Though several guidebooks noted that it was considerably more practical for long-term visitors to contract with local cook-caterers, the capital’s restaurateurs were an attraction not to be missed.30 Filling the rooms of the city’s restaurants (or, at the very least, filling the pages of their memoirs with cribbed descriptions of those restaurants), these visitors spread the rumor of gastronomic marvels to many who would never taste them. In faraway London, where no one could even smell the delicious aromas billowing from Paris’s basement kitchen grates, readers inundated with what the London Magazine termed “these innumerable volumes of travel writing” still had time to devour four editions of Lady Morgan’s hastily assembled France and five editions of Thomas Raffles’s Letters During a Tour of Some Parts of France . . . in the Summer of 1817, learning from the latter of the French “fondness for publicity” and the “immensity” of Véry’s menu in a single chapter.31 From the United States there came far fewer visitors (on average, one thousand to Paris each year between 1815 and 1848, as opposed to the twelve thousand Britons who passed through the port of Calais in 1820 alone), but they too reacted to the French capital with stunned amazement and volumes of meandering, copious prose.
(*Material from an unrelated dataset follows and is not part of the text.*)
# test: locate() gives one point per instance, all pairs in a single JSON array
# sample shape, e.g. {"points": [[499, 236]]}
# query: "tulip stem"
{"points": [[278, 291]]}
Known beyond France via travelers’ accounts, and portrayed locally by the popular theater and the newspaper press, the restaurants of Paris moved to the center of nineteenth-century descriptions of that city, as- suming mythic proportions in the process. The Englishman John Barnes,
who traveled throughout France in 1815, brashly claimed that in the Palais Royal alone there were “an innumerable number of restaurateurs” — but how could that well-delimited city-center park really have been home to “innumerable” restaurants?33 Yet no matter how many (or how few) restaurants catered to Paris diners, their domain in novels, plays, press accounts, and travelers’ descriptions expanded to become nearly infinite.34 The capital’s most famous restaurants were within the financial reach of only a tiny fraction of the population, but they were in the view and imagination of all.